[ale] Slightly OT: System default python version
DJ-Pfulio
DJPfulio at jdpfu.com
Wed Jan 24 22:08:09 EST 2018
On 01/24/2018 06:03 PM, Todor Fassl via Ale wrote:
> I got a question from a student who is using python. "I'd rather not
> hard code in any python version. Is there any reason to have the system
> default be 2 instead of 3?"
>
> He had asked me to install the python-matplotlib package. I was like,
> "Are you sure you want python-matplotlib and not python3-matplotlib?" He
> is still coding in python2.7 instead of python3 but not by choice. Is
> there such a thing as a system default python version? To program in
> python3, doesn't he have to modify his code?
>
There are 2 major ways for python versions to be decided.
a) If you are making an application that needs to run on every OS, then
the developer should specify the exact version necessary and provide any
libs needed for it. It should be self-contained and not dependent on
whatever the OS python or OS python libraries happen to be. Ruby and
perl both provide tools for self-contained deployments in this way.
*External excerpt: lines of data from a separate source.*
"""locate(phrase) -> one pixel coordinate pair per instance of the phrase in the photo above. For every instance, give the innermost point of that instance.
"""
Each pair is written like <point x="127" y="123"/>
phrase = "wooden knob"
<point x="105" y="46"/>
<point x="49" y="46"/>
Python definitely does as well.
b) If you are making an application to be added to an existing OS, then
the platform/distro decides the version and everything you code should
work with that version and the libraries provided for it through the
package manager.
I read somewhere that Ubuntu will be switching to Python3 as the primary
platform version in 18.04. https://wiki.ubuntu.com/Python
[quote]All Ubuntu/Canonical driven development should be targeting
Python 3 right now, and all new code should be Python 3-only.